Depuis 1960, cet Ilot Péri-Bonnevide, actuellement terrain de chasse des dealers, qui géographiquement leur offre 4 voies d’entrées (2 Péri, 2 Bonnevide), n’a pas bougé en matière d’urbanisme.

Il est donc urgent de s’en inquiéter et de contrôler ses accès (ou de les combler).

Entre 1960 et 2020, la ville a évolué et s’est densifiée en terme de population. La géographie de la ville doit donc elle aussi évoluer. Il est urgent de considérer que ce secteur n’est plus la campagne avec sa générosité d’espaces verts, et, qu’à rester inerte, la ville meurt sous l’emprise de non-choix qui consistent à ne pas remédier à de nouveaux comportements indésirables.

De nombreux exemples concourent en ce sens. Depuis vingt ans dans le 19èmearrondissement, tous les ilots cœurs de trafics ont été mis sous contrôle parla seule voiede la requalification urbaine, en y amenant une nouvelle population dans de nouveaux immeubles de petites tailles avec mixité d’accession à la propriété et de logements sociaux (exemple du Passage Goix). Il ne fait aucun doute que la population entière a été ravie de cette évolution tant attendue dans le quartier de Stalingrad.

Ceci relève donc d’un problème d’urbanisation consistant à adapter la ville aux nouveaux besoins et comportements en la restructurant ; urbanisation qui n’a pas évoluée depuis soixante ans et doit trouver une réponse sans tarder par une prise de décision.

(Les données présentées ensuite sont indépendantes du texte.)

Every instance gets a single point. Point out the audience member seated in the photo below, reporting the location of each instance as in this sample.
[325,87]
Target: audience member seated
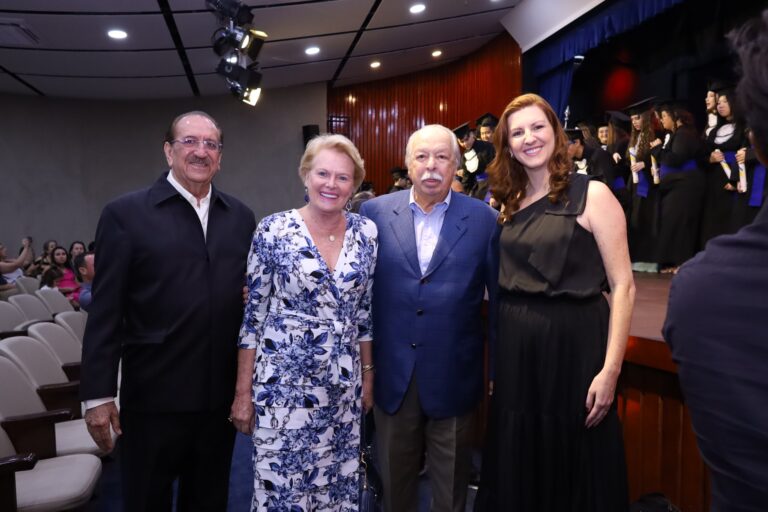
[67,283]
[84,264]
[9,269]
[41,264]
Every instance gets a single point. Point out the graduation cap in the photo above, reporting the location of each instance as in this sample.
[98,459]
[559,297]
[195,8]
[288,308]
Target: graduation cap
[618,119]
[722,88]
[639,107]
[575,134]
[398,173]
[718,85]
[487,119]
[461,131]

La requalification du cœur de ville- grand centre ville- doit être votre priorité.

En ce sens, prétendre que « la population serait résistante au changement » ou simplement conservatrice, semble être une réponse inadaptée, à l’heure des grands projets, où c’est à vous, élus, d’être porteurs de ces projets et de les défendre avec vigueur pour proposer une vie meilleure ou simplement digne aux habitants.

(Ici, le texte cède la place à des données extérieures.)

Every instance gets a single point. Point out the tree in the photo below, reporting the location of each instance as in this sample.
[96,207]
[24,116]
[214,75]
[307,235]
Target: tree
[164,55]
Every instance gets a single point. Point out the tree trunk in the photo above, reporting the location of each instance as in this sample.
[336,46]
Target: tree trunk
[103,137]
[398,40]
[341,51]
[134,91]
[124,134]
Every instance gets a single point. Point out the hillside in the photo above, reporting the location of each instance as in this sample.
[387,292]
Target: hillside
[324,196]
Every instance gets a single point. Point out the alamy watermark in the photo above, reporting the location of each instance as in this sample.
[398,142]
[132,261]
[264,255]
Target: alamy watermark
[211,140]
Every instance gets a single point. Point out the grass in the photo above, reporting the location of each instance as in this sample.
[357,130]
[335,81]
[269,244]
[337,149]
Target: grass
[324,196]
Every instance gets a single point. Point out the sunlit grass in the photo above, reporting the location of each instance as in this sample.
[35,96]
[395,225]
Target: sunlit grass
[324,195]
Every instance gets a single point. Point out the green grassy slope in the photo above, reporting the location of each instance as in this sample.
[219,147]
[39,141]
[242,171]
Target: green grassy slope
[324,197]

Qui pourrait résister au changement face à cette appropriation du territoire par des dealers, dans une rue où il est impossible à tout inconnu d’errer en paix, où les habitants deviennent eux-mêmes guetteurs des guetteurs par crainte de faux mouvements, dans une rue où l’on s’accoutume à la crainte, où les traques policières totalement vaines, sont la norme?

Tel est ce que j’ai observé sur place en enquêtant longuement auprès des locaux, jeunes ou moins jeunes : un état de guet constant, défensif, qui s’est propagé et généralisé aux habitants.

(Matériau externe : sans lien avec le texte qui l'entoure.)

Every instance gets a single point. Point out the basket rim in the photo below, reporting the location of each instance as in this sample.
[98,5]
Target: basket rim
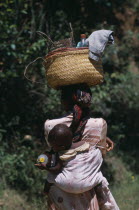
[65,49]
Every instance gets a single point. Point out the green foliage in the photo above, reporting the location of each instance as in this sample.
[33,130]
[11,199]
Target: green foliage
[25,106]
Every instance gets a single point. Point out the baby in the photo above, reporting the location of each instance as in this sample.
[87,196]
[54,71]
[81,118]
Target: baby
[79,172]
[77,168]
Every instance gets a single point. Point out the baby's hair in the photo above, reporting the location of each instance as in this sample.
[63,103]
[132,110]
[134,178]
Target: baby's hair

Trouvez vous cela normal ?

Tolérer cet état de fait en arguant que « ce n’est pas un problème urbain » alors que nous sommes dans la ville et non plus en 1960 au premier stade de modification de la campagne en zone urbaine… ou évoquer la résistance au changement des habitants (plutôt que la sienne), revient à cautionner cet état ou à cultiver le déni.

En conséquence, je vous interpelle une fois encore, pour prendre en main la redéfinition urbaine de cet ilot découpé en zones disjointes privées de cohérence (j’ai laissé à M.PROULT un plan visualisant ce découpage en trois parties distinctes) afin d’y créer du lien tel qu’à l’origine il devait y en avoir dans la rue Bonnevide qui a gardé, côté pair, le charme des anciens faubourgs, un bel atout à valoriser.

Evoquer le conservatisme de ceux qui vous ont élus, n’est ce pas s’opposer à l’évolution possible de la ville et par là, de son avenir?

Restant à votre disposition, je vous prie de croire, Mesdames, Messieurs les élus, à l’expression de mes sentiments respectueux.